DÉCLARATION
Malgré
le profond dégoût que m’inspirent les passions haineuses et
violentes de la majorité, j’ai cru de mon devoir de rester dans
l’Assemblée nationale tant qu’il m’a semblé possible d’y
remplir le mandat que le peuple de Paris m’a conféré,
c’est-à-dire tant que je pourrais lutter pour la cause de la
justice et combattre les partis du désordre, coalisés contre la
République.
Sans
me permettre de juger, et moins encore de blâmer les citoyens qui,
par un sentiment consciencieux et désintéressé, comprennent leur
devoir d’une autre façon, je pense qu’une démission pure et
simple n’est pas le meilleur moyen d’accomplir la tâche imposée
à un représentant du peuple.
J’ai
été confirmé dans cette opinion par les conseils d’un grand
nombre de membres des comités électoraux qui ont proposé ma
candidature, et j’ai pu en apprécier la justesse lorsque j’ai vu
avec quelle satisfaction nos ennemis ont recueilli la démission de
plusieurs des élus du parti républicain.
Mais
l’abominable attentat commis par le pouvoir exécutif, le crime que
le gouvernement de Versailles consomme en ce moment contre le droit,
contre l’humanité, offre aux représentants de Paris la plus grave
occasion de faire un dernier et suprême usage de leur mandat en
réprouvant solennellement une politique dont le but évident est de
noyer la République dans le sang du peuple, qui ne connaît
d’autres moyens de pacification que la guerre civile, et dont le
résultat,s’il était réalisé, serait la perte définitive de la
patrie.
C’est
dans ces dispositions d’esprit que je voulais me présenter à la
séance d’aujourd’hui.
Je
me proposais d’interpeller le gouvernement sur l’attaque à main
armée qu’il dirige contre Paris, et de démontrer au pays, trompé
par les mensonges de M. Thiers, quelle est la véritable situation de
la capitale.
Il
est bon que la France entière sache que Paris est, non pas en état
d’insurrection, mais bien en état de légitime défense ; qu’il
n’a jamais fait qu’user pacifiquement de son droit, du droit qui
lui appartient au même titre qu’à toutes les autres communes de
France ; qu’après l’avoir livré à l’ennemi par la plus
infâme des trahisons dont l’histoire ait conservé le souvenir,
les misérables qui ont ainsi sacrifié la patrie à leur ambition
veulent encore étouffer dans Paris l’esprit de liberté politique
et d’indépendance municipale, qui ne leur permettra it pas de
jouir impunément du fruit de leurs forfaits ; et que, malgré les
outrages, les défis et les provocations, la population parisienne
calme, paisible, unanime, n’avait tenté aucune agression, commis
aucune violence, causé aucun désordre lorsque le gouvernement l’a
fait attaquer par les anciens policiers de l’empire, organisés en
troupes prétoriennes sous le commandement d’ex-sénateurs.
Voilà
comment je comprends le devoir d’un représentant du peuple.
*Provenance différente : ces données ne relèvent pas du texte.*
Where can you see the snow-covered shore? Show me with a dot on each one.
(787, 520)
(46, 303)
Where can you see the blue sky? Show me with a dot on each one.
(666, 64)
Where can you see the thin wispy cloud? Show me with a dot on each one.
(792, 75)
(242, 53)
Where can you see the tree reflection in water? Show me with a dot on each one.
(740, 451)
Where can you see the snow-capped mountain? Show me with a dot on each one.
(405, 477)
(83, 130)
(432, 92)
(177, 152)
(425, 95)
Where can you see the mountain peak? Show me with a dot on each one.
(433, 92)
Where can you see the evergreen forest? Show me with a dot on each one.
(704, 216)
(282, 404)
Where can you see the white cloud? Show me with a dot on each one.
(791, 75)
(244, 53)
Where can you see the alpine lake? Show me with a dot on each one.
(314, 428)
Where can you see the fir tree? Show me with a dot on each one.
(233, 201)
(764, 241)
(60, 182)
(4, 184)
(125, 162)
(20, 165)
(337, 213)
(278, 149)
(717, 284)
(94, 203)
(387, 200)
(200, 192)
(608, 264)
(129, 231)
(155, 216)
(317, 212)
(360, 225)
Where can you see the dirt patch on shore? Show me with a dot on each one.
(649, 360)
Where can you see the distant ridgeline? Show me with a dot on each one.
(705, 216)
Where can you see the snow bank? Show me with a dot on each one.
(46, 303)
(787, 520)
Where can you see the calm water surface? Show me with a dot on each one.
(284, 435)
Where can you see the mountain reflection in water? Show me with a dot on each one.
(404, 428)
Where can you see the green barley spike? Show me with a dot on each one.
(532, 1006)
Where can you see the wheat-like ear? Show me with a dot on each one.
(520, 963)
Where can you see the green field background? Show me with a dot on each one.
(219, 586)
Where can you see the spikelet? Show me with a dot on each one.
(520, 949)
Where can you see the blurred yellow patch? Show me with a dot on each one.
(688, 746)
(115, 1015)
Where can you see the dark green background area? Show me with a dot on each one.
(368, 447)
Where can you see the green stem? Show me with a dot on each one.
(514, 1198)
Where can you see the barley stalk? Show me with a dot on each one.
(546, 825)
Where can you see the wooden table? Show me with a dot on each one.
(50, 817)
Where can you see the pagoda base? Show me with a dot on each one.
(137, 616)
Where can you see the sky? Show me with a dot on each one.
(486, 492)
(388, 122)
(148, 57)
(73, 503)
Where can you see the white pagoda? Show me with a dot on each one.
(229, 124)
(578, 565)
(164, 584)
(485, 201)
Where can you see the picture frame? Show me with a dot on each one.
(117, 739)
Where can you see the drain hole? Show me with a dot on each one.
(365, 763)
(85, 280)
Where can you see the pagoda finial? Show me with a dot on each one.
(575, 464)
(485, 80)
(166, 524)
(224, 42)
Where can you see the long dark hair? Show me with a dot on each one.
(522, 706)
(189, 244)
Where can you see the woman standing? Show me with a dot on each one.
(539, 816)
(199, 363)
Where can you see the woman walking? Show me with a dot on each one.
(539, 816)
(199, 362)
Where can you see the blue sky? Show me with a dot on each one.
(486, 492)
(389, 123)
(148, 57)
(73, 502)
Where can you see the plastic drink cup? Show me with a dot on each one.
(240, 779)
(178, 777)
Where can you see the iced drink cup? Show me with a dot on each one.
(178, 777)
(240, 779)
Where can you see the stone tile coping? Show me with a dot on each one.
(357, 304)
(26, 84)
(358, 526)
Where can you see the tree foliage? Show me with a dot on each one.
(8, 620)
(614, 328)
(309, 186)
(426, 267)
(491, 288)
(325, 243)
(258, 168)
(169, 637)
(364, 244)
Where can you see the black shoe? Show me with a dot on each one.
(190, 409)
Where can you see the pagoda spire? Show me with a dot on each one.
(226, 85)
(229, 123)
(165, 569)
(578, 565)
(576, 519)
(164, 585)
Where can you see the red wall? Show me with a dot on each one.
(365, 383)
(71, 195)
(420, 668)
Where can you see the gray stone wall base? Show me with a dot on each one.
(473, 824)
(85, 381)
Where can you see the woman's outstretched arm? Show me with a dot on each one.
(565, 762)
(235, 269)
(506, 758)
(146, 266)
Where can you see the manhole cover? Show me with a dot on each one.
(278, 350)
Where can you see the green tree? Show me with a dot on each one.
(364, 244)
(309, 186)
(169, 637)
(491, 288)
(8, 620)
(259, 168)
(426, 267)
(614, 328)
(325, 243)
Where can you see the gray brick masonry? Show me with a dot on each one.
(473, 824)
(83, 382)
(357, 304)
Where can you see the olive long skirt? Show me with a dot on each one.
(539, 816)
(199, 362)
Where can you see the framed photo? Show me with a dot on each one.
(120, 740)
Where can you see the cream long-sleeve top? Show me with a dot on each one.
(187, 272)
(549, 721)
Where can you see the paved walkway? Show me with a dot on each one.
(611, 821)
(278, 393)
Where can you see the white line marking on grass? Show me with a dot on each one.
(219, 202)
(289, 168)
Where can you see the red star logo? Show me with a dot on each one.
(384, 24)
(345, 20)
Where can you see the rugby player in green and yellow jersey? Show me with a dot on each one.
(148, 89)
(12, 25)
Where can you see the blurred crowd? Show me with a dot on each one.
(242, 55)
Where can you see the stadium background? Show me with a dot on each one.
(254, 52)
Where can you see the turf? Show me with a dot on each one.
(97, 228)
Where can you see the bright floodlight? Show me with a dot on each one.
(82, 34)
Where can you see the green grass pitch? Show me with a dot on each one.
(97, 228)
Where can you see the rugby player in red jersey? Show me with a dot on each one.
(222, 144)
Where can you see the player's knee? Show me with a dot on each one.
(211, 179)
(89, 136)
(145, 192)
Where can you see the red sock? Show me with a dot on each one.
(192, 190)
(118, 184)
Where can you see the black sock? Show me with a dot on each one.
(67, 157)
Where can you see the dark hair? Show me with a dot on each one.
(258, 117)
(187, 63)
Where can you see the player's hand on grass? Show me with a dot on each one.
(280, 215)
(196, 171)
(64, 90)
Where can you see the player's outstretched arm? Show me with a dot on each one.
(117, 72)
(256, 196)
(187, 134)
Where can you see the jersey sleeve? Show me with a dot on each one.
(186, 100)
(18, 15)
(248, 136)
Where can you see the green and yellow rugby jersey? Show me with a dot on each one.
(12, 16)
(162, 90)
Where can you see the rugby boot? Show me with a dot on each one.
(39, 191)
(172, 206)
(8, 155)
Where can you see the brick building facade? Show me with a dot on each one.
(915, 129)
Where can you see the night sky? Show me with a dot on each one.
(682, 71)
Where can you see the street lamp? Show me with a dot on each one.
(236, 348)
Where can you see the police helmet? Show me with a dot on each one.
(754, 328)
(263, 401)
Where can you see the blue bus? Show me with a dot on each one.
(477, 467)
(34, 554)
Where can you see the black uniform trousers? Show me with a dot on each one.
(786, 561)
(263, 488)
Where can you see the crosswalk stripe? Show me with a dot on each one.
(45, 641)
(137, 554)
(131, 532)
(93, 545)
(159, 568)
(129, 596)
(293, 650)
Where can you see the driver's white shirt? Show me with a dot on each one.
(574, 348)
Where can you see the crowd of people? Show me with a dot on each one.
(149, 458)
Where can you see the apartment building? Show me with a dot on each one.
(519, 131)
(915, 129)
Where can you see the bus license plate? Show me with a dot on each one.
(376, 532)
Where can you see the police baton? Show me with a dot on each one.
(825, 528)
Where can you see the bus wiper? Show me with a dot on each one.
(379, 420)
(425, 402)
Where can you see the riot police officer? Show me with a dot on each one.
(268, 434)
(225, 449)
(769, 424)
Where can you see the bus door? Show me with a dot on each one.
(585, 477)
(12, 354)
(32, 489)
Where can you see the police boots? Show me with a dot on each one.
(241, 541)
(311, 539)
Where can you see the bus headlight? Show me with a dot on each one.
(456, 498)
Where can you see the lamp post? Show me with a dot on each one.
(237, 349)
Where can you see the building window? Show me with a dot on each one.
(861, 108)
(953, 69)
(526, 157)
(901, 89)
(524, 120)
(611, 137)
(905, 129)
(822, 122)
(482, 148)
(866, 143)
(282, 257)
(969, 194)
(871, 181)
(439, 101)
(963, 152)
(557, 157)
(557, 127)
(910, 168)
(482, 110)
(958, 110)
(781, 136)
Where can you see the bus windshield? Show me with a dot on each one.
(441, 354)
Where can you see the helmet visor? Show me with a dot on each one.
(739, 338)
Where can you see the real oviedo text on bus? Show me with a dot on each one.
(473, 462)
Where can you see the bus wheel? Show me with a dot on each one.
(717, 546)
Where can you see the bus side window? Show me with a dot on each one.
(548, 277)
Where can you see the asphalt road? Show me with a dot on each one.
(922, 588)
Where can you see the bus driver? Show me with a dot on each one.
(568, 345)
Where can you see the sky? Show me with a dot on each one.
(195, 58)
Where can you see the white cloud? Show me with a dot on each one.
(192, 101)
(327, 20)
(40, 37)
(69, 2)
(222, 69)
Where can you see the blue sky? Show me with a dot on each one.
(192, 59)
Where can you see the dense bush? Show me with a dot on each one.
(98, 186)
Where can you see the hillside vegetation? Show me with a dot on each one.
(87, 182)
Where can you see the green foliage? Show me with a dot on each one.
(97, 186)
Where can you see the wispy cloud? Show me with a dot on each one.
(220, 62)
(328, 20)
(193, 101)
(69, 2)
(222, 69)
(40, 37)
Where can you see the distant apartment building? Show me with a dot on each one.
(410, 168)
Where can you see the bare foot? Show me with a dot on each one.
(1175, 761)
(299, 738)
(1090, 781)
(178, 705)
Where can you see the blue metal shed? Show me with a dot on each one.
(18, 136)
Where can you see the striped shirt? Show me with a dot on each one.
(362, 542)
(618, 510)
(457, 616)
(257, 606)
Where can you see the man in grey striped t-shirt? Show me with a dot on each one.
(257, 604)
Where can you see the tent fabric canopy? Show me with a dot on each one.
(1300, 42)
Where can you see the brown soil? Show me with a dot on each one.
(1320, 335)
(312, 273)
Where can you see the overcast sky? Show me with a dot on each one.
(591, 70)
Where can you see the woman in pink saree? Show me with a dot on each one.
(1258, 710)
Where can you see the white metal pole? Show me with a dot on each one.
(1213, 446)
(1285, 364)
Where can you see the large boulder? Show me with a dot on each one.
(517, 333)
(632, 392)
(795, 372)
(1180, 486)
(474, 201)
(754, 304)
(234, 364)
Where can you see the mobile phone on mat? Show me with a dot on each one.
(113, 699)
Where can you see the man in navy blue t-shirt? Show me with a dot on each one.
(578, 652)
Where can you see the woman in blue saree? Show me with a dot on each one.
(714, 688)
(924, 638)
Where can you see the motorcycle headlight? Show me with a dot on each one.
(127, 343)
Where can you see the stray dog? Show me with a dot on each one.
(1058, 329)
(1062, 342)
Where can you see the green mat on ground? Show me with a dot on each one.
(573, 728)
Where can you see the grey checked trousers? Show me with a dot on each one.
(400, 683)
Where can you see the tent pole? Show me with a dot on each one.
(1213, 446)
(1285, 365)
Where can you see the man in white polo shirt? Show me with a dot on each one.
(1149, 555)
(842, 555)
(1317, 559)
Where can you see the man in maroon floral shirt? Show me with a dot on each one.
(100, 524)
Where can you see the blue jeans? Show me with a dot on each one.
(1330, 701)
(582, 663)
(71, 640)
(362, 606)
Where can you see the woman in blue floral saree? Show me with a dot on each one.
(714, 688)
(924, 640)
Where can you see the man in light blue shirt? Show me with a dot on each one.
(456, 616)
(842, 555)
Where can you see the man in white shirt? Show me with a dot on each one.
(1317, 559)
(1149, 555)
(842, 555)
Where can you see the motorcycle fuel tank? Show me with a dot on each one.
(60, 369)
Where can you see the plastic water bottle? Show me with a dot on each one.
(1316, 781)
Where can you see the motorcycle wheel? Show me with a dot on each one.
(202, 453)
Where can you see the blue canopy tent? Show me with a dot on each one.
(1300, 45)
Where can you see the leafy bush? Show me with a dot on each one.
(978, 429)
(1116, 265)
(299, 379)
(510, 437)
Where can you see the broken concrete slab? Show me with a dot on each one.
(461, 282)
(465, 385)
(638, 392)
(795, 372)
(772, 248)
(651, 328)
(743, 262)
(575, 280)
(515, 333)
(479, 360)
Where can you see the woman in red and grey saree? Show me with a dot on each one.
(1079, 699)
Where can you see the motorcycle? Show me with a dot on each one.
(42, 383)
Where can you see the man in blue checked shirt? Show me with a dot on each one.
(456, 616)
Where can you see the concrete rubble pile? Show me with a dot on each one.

C’est
ainsi que j’aurais accompli mon mandat si j’avais pu me
transporter à Versailles. Du haut de la tribune, j’aurais, à la
face du monde, déclaré la majorité réactionnaire et son pouvoir
exécutif responsables des nouvelles calamités qu’ils déchaînent
sur notre malheureuse patrie, et j’aurais quitté l’Assemblée en
secouant la poussière de mes souliers.